Ballot for draft-ietf-dprive-rfc7626-bis-09

Comment (2020-10-05 for -06) Sent

[[ questions ]]

[ section 6.1.1.1 ]

* Does "Strict DoT" have a definition somewhere?  I couldn't find one
  in 8499 nor in 7858.


[[ nits ]]

[ section 1 ]

* "sent in clear", consider perhaps: "sent in the clear"

[ section 4.1 ]

* "those transaction" -> "those transactions"

[ section 6.1.1 ]

* "to limited subset" -> "to a limited subset"

[ section 6.1.3 ]

* "know to be used" -> "known to be used"

Comment (2020-10-08 for -06) Sent

[ Thank you for addressing my DISCUSS point. ]

[Edit: I accidentally hit "Send" too early; I have another few comments, also non-blocking:
1: "Also, sometimes, the QNAME embeds the software one uses, which could be a privacy issue. For instance, _ldap._tcp.Default-First-Site-Name._sites.gc._msdcs.example.org."... Unless you are a Microsoft or DNS weenie, this is likely not at clear -- what is being leaked here? The fact that the site uses TCP? LDAP? Windows? Goldbach's Conjecture? Example software? (I think adding a sentence here would be helpful...)
]

Thank you for this document - it's really useful, and readable as well.

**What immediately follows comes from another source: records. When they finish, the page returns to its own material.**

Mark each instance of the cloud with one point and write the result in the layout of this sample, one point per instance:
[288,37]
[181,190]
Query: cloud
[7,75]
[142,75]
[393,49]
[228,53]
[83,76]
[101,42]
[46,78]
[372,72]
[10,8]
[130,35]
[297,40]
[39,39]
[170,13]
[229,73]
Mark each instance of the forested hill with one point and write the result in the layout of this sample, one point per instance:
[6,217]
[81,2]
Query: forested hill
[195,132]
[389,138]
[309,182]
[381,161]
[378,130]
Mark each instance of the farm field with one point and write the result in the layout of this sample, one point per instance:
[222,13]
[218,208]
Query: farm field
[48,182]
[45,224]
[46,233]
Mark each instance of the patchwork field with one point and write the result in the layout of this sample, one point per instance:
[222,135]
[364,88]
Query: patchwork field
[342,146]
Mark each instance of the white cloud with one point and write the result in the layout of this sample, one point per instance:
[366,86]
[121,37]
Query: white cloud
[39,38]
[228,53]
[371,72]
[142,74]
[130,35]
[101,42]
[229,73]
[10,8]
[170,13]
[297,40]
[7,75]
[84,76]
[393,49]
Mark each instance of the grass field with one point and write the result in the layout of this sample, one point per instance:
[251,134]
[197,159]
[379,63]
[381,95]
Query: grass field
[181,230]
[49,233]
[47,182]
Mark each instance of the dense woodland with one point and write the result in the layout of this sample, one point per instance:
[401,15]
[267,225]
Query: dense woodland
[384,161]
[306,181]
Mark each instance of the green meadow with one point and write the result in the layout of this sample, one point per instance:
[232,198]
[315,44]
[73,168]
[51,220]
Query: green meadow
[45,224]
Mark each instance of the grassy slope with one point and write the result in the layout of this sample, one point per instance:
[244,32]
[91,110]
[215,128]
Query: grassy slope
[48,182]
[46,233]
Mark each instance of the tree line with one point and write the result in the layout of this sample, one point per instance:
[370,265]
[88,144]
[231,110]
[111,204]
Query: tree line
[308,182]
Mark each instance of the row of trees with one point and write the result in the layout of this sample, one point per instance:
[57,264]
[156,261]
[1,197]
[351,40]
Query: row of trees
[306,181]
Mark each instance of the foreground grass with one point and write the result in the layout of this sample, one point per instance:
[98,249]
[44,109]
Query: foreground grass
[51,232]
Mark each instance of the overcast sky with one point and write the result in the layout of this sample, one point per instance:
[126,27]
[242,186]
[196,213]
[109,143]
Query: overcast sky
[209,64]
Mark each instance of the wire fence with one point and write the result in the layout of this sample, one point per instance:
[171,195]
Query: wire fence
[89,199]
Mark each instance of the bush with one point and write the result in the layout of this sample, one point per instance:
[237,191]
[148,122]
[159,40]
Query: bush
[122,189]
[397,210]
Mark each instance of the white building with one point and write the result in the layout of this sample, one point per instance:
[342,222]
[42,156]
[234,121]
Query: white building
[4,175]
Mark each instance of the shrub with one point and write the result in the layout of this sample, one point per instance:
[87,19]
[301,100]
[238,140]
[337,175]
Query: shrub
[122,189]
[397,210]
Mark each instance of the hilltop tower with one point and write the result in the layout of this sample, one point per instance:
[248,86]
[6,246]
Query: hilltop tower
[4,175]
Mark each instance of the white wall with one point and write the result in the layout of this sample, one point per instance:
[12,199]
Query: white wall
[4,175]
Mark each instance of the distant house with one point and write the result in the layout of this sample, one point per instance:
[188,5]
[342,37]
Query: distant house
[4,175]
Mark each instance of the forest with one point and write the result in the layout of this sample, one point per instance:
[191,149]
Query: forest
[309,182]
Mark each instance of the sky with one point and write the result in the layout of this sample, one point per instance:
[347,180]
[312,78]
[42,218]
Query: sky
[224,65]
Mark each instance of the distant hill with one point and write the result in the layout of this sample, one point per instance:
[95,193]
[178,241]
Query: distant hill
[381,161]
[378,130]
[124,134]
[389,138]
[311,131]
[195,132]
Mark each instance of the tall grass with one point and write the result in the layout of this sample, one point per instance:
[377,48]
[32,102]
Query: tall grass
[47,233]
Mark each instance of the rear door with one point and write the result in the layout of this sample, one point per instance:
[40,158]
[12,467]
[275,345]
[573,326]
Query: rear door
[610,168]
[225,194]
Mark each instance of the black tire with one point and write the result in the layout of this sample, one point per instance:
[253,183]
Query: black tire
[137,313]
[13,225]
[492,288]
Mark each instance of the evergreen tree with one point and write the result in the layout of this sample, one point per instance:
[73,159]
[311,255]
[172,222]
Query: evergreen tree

I do have a few small comments to (possibly) make it even better - I will in no way be offended if you ignore these...

The background on how DNS works is nicely written, and I'm to point people at it when I need to explain how the DNS works -- but I think a better name example than:
"What are the SRV records of _xmpp-server._tcp.example.com?" would be good -- SRV is an unusual record type, and names with underscores surprise people. I'd instead suggest "What is the MX records for example.com" or "What is the A record for ftp.example.com?" -- I'm only mentioning this because the rest of the section is a very general introduction and this might confuse newcomers...

"At the time of writing, almost all this DNS traffic is currently sent in clear (i.e., unencrypted). However there is increasing deployment of DNS-over-TLS (DoT) [RFC7858] and DNS-over-HTTPS (DoH) [RFC8484], particularly in mobile devices, browsers, and by providers of anycast recursive DNS resolution services."
I think that you might want to remove the "particularly in ..." - I suspect that it will not age well; the document does say "At the time of writing" and "increasing", etc., but this document is likely foundational enough that it will still be referenced many many years from now, and this text may just cloud matters then.

Whatever the case, thanks again for this document!

Comment (2020-10-07 for -06) Sent

I'll add my thanks for this document.  I have tripped on some of the issues in my experience, but some of the others described here were eye-opening.  I'm also learning from the ensuing discussions.

Section 1:

A couple of nits:

* "DNS relies on caching heavily ..." -- suggest "DNS relies heavily on caching ..."

* "Both are a big privacy concern since ..." -- suggest "Both are big privacy concerns since ...", unless you mean the two of them collectively (in which case, please say so)

I agree with Warren in that it's not clear what's leaking in the example at the bottom of the second paragraph of Section 4.2.

In Section 5.1, please expand "CPE" on first use.

I'm having trouble parsing the third paragraph of Section 5.2.  The fourth paragraph in the same section needs some commas.

Comment (2020-10-07 for -06) Sent

Thank you for responding to the SECDIR review (and thank you to Stephen Farrell for performing the SECDIR review).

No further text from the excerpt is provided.